In the recent presidential debate, both Moussa and Aboul Fotouh indicated that they would establish a body that was representative of the breadth of the Egyptian population to draft a constitution. The two spoke on the faulty assumption that they, as president, would have the right to form the committee. An important question left out of the debate was whether a new constitution, one that would presumptively bring with it a change in the role of political powers, would necessitate new elections, which would allow the people to choose representatives according to the modified positions.
Questions about the High Elections Committee
Another element marring the elections is related to the primary body overseeing the process. The High Elections Committee currently in place was not changed after the fall of Mubarak, and consists mainly of the same individuals who oversaw the 2010 parliamentary elections, widely viewed as fraudulent, and one of the many driving forces of the uprising that began only months later.
Most recently, this committee used its power to remove several candidates from the race. Among the disqualified candidates, the three most provocative were Salafi leader Hazem Salah Abu Ismail, Muslim Brotherhood member Khairat al-Shater, and former intelligence chief Omar Suleiman. Their ousting resulted in a mixed response; their supporters, particularly in the case of the Islamists, protested for weeks, while many others expressed relief at the disqualification of the polarising candidates. But the larger issue with the disqualifications is the lack of transparency in the process. No official reasons or evidence were publicly presented for barring the candidates in a case where such information was crucial not only to set a standard and ensure fairness, but to prevent the violence that followed.
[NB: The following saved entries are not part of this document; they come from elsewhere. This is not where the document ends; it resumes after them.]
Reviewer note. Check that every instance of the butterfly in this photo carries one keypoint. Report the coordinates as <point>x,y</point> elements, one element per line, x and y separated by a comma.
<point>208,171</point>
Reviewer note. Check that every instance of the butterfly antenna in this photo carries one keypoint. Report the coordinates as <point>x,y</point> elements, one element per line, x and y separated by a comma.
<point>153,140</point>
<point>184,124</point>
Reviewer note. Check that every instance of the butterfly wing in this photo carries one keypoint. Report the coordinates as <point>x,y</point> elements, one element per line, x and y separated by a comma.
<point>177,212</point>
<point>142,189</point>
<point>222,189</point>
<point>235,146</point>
In the following weeks, parliament proposed a set of reforms to prevent any room or speculation for corruption on part of the High Elections Committee. Among the suggested reforms was the barring of members of the committee from assuming particular official positions during the presidency of the candidate whose election they oversaw. In response, the committee claimed that it was “insulted” by parliament and threatened to suspend its activities, thus delaying the elections. While it now seems likely that voting will move forward as planned, the episode has revealed much about the body charged with overseeing what may be Egypt’s first democratic presidential election.
Critics of the elections have deemed it a “play” put on by SCAF to convince people that, by electing their leaders, they live in a democracy, when in fact all will remain subservient to Field Marshal Tantawi. But with the tremendous flaws of the election process, few alternatives are apparent. Over the past year, youth activists have taken to Tahrir Square, and while some of their demands have been met, they were often greeted with violence.
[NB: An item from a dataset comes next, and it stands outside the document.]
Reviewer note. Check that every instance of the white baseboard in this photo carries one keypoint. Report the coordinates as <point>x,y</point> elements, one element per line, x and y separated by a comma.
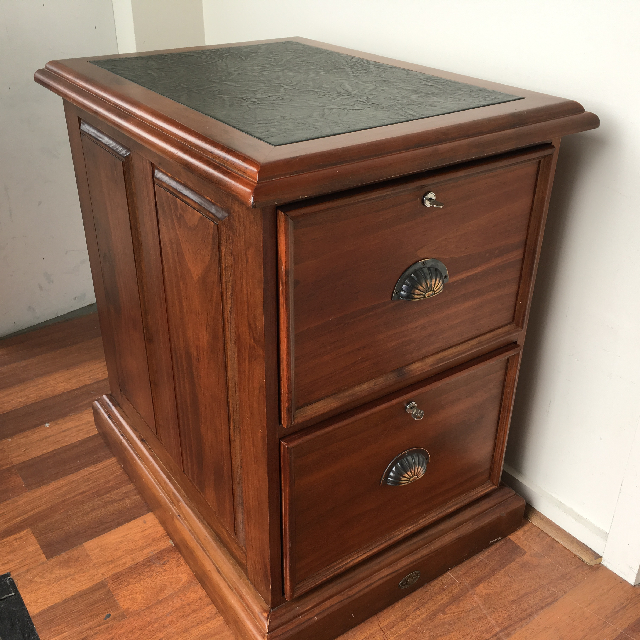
<point>558,512</point>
While the current situation leaves much to be desired, the very notion of democratic presidential elections would have seemed impossible a little more than a year ago. And although the vision that protesters had in mind may not be complete, it should not be forgotten that hundreds gave their lives to secure greater rights for their fellow citizens. Although Egypt may not have fully attained popular rule yet, it is important to exercise the privileges for which so many sacrificed.
Sarah Mousa graduated from Princeton University’s Woodrow Wilson School of Public and International Affairs in 2010, and was a 2010-2011 Fulbright Scholar in Egypt.